Hicks decided that he was crazy. He was not opposed, in principle, to beating up on crazy people. “I’m from New York,” the kid said. “You been there lately?”
Hicks finished his beer.
“Nobody asked you where you were from. Mind your fucking business.”
“Far out,” the kid said. He did not seem at all discouraged. It was on rails now, Hicks thought. He became impatient for the thing to begin. The kid studied him thoughtfully as though on the point of a decision.
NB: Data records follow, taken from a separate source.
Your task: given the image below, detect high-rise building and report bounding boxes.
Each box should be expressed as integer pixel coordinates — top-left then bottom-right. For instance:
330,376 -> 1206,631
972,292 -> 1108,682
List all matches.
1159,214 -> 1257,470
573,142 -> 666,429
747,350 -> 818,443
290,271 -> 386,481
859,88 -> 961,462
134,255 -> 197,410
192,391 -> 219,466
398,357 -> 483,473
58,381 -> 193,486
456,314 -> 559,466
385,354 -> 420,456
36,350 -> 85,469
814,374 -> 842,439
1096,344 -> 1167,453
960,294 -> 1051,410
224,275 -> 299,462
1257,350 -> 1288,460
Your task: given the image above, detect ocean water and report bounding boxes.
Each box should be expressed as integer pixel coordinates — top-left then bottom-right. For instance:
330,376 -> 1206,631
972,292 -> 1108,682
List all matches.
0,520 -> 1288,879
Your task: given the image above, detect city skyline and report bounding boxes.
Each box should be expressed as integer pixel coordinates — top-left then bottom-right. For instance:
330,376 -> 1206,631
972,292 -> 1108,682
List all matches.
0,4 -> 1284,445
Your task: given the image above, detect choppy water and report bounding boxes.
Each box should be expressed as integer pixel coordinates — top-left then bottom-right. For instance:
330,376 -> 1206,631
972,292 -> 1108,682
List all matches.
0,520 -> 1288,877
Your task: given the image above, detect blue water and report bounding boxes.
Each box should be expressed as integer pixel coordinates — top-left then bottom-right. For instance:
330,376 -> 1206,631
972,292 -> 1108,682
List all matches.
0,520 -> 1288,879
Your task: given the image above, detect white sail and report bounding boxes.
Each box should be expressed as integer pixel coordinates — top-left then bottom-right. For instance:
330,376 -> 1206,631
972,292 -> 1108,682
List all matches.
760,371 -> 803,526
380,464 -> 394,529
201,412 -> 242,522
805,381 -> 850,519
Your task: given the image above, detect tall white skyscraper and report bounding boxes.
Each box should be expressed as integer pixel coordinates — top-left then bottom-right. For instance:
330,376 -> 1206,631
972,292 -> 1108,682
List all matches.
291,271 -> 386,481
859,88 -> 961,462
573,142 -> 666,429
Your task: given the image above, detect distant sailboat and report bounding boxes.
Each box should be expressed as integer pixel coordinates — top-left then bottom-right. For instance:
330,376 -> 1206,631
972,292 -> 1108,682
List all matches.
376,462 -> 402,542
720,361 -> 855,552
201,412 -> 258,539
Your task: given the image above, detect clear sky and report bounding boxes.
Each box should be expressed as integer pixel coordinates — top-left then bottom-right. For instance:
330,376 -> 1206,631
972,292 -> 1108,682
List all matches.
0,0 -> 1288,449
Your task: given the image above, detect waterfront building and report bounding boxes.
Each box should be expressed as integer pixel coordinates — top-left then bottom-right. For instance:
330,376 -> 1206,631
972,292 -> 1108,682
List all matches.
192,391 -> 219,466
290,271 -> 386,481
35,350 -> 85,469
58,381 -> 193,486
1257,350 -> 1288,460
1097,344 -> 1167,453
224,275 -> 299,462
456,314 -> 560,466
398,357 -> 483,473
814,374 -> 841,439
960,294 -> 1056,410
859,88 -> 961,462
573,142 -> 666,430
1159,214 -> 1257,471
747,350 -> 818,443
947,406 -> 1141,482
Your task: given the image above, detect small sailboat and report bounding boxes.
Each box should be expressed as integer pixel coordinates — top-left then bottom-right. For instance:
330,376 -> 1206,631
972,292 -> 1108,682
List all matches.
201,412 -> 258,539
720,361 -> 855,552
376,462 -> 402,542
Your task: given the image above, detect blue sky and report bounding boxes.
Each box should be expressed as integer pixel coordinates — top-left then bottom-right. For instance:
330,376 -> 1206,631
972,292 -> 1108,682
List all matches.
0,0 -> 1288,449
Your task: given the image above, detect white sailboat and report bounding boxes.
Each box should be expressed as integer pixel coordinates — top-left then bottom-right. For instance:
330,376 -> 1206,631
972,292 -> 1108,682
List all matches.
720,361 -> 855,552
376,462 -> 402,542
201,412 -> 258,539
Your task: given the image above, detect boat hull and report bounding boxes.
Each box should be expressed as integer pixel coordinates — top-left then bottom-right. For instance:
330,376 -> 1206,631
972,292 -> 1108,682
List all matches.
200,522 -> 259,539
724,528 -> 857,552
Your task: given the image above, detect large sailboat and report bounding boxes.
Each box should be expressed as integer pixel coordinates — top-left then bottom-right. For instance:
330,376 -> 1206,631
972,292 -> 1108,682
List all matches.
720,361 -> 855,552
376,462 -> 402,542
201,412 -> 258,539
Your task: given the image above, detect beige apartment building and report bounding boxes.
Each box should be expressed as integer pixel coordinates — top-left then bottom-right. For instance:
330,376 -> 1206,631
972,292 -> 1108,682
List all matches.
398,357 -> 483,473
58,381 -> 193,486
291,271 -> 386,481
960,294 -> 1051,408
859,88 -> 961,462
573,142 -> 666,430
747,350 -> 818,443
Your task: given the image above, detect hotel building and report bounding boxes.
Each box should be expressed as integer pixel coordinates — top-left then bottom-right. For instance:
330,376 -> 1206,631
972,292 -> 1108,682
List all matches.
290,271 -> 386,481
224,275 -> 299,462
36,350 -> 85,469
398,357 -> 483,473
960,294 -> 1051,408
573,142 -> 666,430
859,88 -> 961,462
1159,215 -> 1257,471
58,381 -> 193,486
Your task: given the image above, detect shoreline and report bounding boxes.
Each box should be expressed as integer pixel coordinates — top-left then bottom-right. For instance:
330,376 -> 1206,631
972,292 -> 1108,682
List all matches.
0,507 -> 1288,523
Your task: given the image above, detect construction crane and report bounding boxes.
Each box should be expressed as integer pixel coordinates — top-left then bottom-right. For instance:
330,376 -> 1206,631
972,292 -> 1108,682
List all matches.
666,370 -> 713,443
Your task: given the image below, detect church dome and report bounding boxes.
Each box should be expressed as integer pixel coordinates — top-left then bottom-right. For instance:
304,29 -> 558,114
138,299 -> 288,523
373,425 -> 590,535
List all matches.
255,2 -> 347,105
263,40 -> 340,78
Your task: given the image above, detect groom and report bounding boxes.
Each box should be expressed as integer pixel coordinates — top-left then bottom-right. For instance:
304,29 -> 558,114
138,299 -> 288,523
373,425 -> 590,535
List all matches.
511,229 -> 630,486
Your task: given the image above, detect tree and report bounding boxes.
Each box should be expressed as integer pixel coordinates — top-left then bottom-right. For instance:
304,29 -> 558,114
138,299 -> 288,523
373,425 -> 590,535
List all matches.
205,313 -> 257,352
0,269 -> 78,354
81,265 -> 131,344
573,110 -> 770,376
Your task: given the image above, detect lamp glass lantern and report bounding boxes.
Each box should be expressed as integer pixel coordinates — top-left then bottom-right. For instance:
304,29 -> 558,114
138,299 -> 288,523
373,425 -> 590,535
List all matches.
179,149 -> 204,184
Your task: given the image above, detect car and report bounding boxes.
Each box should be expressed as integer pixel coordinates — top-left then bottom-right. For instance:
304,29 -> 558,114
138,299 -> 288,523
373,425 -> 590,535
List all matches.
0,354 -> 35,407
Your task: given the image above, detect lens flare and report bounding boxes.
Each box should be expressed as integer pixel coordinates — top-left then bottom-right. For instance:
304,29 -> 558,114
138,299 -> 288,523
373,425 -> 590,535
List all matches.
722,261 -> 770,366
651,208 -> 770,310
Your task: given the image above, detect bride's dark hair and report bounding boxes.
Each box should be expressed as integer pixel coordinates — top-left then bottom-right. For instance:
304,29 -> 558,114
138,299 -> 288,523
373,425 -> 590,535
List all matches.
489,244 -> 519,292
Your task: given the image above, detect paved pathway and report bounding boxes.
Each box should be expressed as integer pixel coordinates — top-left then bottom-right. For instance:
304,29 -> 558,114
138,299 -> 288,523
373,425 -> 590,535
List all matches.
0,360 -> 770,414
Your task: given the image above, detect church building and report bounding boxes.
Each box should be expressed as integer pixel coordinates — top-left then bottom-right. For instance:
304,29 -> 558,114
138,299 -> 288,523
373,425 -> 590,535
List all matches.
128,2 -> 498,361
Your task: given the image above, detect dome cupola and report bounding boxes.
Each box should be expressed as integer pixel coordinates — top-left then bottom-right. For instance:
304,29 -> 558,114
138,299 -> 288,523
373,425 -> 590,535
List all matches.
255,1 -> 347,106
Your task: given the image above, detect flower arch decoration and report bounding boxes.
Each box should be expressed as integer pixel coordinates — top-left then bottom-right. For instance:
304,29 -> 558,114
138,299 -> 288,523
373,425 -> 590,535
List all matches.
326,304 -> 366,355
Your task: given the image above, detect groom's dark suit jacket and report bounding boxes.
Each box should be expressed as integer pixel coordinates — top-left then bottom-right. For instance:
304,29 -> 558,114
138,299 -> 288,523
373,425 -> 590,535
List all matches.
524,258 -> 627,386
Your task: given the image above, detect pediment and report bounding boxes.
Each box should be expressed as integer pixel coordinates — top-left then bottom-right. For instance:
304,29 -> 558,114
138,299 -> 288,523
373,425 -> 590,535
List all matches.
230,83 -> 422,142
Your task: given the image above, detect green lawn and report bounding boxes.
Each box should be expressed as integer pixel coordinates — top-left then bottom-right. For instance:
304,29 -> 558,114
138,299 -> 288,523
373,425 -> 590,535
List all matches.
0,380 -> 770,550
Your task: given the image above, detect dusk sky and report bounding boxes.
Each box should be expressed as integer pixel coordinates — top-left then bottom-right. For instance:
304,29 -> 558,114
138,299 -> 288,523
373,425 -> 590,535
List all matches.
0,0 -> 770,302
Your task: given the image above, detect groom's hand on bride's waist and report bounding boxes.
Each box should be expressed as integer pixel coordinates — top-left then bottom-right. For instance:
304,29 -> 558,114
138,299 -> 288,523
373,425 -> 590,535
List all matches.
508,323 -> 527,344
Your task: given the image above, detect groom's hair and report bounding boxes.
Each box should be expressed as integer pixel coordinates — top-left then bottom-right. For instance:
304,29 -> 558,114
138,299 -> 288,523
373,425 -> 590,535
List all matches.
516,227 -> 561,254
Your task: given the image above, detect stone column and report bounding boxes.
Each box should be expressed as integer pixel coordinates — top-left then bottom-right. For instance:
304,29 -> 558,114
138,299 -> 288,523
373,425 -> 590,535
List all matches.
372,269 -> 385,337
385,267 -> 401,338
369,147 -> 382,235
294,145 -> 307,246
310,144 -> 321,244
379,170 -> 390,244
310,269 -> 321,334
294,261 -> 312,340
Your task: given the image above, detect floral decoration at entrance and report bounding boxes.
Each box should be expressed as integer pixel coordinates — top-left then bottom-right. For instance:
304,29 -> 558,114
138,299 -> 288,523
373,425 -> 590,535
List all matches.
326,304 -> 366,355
“You’re one mean motherfucker, right?”
Hicks shrugged and stood up, his right shoulder stooped.
“I’m what?”
The kid began talking fast New York.
“I said you were a bad motherfucker, man like you look like you could handle yourself. Like I wouldn’t fuck with you.” He held his hand out with the palm facing Hicks as if to intercept a blow.
“I thought you were.”
“Jesus, Cap, I apologize. I’d buy you a beer and a ball but I ain’t got the bread. This is my last quarter I swear to God.”
“I don’t want your beer, pogue.”
“C’mon. Don’t call me that.”
“I don’t want your beer, pogue.”
“O.K.,” the boy said, “if you’re gonna be like that.”